Especially when his shorts sit just below his waist, clinging to his hips for dear life, so when he crouches down to get a pan from a lower cabinet, I hold my breath until he stands back up and his shorts stay with him.

“Hey,” I say as he starts to bend again. I can only take so much temptation before I won’t be able to look away from my own personal Thunder From Down Under show.

Archie startles and turns around. “Hi. I didn’t hear you come in.”

I’m about to ask him where Frankie is when the picture on his apron catches my attention.

Archie, shirtless and in board shorts with a stunning view of the ocean behind him, is wearing a full apron with a “Surf City High” image of him, Dex, and Rhys…

wait for it…shirtless and in board shorts, Frankie in a bikini, all of them holding surfboards against a backdrop of blue skies and the ocean.

I mean, this has probably been the worst day of my life, but I can’t let this meta moment pass without comment.

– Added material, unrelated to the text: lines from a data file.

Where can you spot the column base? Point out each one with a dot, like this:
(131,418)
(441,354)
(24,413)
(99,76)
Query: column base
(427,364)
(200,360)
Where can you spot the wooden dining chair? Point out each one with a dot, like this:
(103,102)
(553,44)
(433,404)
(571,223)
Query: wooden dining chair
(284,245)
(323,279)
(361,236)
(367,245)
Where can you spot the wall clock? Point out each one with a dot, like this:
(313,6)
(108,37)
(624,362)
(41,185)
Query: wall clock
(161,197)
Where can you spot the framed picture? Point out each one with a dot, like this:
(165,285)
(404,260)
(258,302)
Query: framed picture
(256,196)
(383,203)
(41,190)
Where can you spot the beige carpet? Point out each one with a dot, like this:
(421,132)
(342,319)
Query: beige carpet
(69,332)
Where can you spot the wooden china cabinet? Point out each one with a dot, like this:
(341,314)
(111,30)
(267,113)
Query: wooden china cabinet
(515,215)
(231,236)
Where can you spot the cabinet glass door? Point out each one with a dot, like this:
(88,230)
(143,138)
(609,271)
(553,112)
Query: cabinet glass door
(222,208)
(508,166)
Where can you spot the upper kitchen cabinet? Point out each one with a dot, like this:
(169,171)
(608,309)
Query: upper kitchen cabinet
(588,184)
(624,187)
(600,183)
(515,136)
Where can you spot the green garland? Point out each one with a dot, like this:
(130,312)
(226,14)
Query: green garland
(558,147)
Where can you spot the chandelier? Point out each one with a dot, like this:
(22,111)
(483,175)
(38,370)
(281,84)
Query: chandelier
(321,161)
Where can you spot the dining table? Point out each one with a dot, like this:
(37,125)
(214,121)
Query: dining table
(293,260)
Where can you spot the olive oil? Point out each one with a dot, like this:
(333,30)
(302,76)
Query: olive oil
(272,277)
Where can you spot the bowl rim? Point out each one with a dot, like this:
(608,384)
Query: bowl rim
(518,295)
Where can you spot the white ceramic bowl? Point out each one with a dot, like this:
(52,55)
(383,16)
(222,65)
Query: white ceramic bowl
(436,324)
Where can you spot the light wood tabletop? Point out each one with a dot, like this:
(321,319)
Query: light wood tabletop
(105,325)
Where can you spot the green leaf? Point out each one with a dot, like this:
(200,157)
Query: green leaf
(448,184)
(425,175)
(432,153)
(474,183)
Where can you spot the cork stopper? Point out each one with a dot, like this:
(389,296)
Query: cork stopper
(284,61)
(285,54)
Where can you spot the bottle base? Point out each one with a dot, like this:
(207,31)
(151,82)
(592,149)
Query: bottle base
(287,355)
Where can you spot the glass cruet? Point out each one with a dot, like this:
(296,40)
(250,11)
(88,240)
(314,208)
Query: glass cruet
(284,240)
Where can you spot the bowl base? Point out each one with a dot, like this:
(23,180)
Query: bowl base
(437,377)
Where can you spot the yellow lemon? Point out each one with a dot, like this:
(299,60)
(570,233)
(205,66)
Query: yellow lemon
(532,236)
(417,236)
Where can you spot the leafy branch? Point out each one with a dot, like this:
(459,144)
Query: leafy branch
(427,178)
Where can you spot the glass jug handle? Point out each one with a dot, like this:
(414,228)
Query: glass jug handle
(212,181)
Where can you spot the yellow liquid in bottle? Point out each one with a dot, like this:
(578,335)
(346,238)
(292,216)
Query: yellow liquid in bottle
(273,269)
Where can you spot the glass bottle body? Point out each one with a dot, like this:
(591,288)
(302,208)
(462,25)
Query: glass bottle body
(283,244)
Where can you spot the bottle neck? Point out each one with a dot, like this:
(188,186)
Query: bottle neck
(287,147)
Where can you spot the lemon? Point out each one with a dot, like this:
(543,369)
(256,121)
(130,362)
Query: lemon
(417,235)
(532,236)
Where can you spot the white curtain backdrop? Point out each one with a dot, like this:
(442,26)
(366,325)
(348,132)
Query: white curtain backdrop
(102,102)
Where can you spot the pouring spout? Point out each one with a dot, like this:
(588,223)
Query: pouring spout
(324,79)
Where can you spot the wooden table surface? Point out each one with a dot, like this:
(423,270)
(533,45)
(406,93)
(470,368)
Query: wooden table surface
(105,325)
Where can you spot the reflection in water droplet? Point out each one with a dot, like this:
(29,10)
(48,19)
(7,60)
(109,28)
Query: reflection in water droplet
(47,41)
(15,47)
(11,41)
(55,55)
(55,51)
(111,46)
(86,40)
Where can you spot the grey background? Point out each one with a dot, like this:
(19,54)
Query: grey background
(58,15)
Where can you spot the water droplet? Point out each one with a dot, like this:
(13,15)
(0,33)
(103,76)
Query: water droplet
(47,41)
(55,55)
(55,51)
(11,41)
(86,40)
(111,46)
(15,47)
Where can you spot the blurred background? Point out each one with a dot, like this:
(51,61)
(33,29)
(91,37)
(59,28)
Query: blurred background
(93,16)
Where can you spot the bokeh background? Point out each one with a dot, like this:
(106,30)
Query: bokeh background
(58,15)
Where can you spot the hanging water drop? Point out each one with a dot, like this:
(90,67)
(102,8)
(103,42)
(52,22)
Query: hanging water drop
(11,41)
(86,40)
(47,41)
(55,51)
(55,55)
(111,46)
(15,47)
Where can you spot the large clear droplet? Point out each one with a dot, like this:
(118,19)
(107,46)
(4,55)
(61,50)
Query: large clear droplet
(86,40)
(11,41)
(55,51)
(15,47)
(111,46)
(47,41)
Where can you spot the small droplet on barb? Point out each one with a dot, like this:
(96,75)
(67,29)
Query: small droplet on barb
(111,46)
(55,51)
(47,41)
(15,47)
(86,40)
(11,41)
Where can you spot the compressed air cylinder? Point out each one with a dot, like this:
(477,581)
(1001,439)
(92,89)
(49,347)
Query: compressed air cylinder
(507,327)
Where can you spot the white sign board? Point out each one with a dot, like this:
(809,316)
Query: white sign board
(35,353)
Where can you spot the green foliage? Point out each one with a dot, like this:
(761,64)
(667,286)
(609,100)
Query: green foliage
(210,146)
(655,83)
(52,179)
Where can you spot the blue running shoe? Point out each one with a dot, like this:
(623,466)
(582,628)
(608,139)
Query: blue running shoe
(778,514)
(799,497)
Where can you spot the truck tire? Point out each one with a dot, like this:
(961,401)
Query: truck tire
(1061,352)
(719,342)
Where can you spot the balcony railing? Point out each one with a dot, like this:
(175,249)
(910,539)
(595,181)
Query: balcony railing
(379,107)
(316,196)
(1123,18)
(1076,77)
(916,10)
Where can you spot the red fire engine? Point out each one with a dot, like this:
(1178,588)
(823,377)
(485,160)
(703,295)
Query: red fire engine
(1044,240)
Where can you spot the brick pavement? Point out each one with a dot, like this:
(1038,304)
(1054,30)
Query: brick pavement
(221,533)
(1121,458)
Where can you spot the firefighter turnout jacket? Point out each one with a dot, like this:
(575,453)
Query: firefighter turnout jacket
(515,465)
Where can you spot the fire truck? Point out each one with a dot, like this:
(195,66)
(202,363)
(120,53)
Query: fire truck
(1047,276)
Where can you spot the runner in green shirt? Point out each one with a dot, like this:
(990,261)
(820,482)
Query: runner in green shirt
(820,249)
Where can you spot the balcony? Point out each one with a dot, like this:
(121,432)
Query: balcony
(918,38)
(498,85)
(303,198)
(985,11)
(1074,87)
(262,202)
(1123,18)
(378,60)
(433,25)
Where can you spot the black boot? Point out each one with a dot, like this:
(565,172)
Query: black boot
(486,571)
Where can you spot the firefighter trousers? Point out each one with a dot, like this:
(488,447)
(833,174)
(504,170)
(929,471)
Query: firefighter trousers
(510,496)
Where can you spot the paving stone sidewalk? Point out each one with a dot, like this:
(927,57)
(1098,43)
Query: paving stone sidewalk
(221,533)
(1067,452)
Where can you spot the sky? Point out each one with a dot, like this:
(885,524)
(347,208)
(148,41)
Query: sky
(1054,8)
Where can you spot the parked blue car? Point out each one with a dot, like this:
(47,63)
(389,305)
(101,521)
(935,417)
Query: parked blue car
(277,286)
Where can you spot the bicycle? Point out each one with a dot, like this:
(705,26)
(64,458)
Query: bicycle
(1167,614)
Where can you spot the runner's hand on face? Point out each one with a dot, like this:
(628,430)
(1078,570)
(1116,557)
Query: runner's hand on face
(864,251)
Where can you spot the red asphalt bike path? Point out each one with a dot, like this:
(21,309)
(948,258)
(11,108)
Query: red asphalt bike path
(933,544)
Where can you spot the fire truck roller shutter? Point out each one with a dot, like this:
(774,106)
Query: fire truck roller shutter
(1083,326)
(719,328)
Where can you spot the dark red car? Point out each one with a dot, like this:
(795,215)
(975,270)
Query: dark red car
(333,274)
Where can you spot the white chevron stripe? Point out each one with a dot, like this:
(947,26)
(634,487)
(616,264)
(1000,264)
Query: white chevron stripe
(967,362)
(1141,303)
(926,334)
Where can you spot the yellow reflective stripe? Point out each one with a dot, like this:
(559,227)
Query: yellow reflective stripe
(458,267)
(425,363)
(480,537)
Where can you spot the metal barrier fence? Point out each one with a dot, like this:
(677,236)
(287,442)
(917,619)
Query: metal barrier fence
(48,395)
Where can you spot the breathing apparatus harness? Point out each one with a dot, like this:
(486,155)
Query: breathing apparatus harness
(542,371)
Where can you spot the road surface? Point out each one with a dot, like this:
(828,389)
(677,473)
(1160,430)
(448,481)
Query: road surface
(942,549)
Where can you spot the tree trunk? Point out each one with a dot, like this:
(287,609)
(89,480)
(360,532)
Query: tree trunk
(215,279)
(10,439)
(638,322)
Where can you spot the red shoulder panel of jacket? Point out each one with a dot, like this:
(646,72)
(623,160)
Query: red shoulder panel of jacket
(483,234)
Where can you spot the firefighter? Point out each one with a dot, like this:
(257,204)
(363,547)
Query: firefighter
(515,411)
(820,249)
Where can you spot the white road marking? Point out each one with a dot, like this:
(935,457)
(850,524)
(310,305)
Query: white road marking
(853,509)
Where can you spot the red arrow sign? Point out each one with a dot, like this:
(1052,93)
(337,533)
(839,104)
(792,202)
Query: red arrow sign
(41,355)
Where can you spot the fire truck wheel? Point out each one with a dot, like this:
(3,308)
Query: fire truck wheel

“Nice apron.” I point to his chest.

Archie looks down and smooths his hand down the front of the apron. “Cheers. Figured you’d admire the shameless self-promo.”

I laugh.

He smiles.

My day gets a little better.

“Is she here?” I poke my finger at Frankie and hit Archie’s ab—I’m guessing number four of his sixpack. He jolts like I’ve hit a live wire.

“Are you…” I want to say ticklish, but if I do and he says yes, I’ll have to confirm and knowing I can torture Archie—in a good way—feels risky. “Cooking?”

“Frankie is hanging with Dex and Britta tonight, and yes, I’m cooking.

I told you I’d have dinner waiting.” He sprinkles salt over some kind of white fish.

A cutting board on the island is covered with avocados and tomatoes in various stages of being chopped.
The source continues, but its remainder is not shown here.